JRF LOVES JIMMY, the message read, with a scratched heart around it. Not in this place, she doesn’t.
There wasn’t quite enough room in the tiny stall to spread my elbows out to the horizontal, which made me feel a bit claustrophobic. I wondered how I’d deal with being locked up, then hoped I’d never have the chance to find out. Voices echoed around me in hollow metallic ringing.
I heard the muffled sound of movement through the tiny screen, then a shadow moving against the wall opposite me. In a moment an orange jumpsuit followed by a uniform appeared in the window, then the orange jumpsuit settled down and Slim’s face filled the small square of thick glass.
Slim looked tired, with deep-purplish-and-gray circles under his eyes. He was clean-shaven, though, and his hair looked freshly shampooed.
“Hey, Harry,” he said. The sound of his voice spoke of fatigue beyond help.
“Slim,” I said. “How are you?”
“Holding on,” he answered. He settled down on the stool and folded his arms onto the metal ledge on his side of the window, as if he were trying to get his face as close to free air as possible. “Can’t sleep much, though.”
“Too noisy?”
“Naw, it ain’t that. I just can’t sleep. It ain’t so bad, though. ’S not like it’s the first time I’ve ever been in jail or anything.”
I must have unconsciously frowned at him. “Don’t look at me like that, Harry,” he said defensively. “Coupla DUIs in my wilder days and one aggravated assault. I ain’t fucking Jack the Ripper.”
I grinned at him. “Okay, so you ain’t Jack the Ripper. But you’re in some deep effluent, Slim. I can’t lie to you. I don’t know what the hell to do to help you out. I’ve lost a little sleep myself the last couple of days.”
His eyes wandered down to the floor. “Maybe nobody can help me.”
“No, I don’t believe that. We just aren’t there yet, that’s all. You didn’t kill her. We just got to find out who did, which is why I’m here.”
His eyes refocused on my face through the glass. “You think that’s possible?”
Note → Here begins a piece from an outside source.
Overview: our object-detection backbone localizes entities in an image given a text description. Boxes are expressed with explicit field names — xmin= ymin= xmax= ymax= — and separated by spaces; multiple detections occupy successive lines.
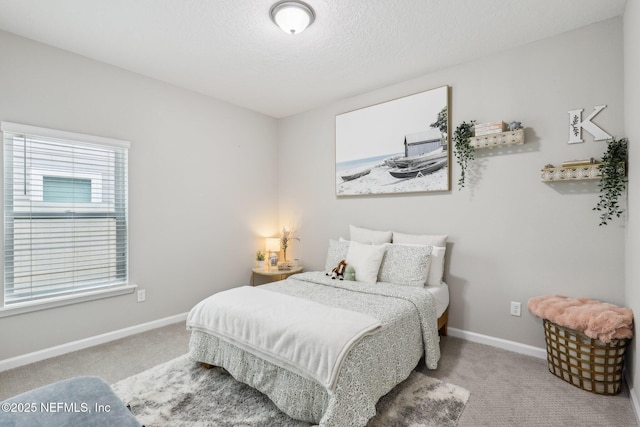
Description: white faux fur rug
xmin=112 ymin=355 xmax=469 ymax=427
“Anything’s possible, especially when it looks like it’s your last hope. So let’s get started. You knew her, maybe better than anybody else. I’ve talked to Ray and he’s filled me in on some of the background. I want to hear it from you. Who else could have killed Rebecca?”
Slim brought both hands up and massaged the tension out of his face. I started getting the jitters again, and almost reminded him we only had an hour. Then I decided to hold on and let Slim do this his own way.
“If I had to bet money on it,” he finally said, “I’d lay it all on either Dwight Parmenter or Mike Pinkleton.”
“I know who Dwight Parmenter is, but who’s Pinkleton?”
“Mike Pinkleton was her road manager, the head roadie.”
“Was?”
“Yeah, was. She fired him a week ago.”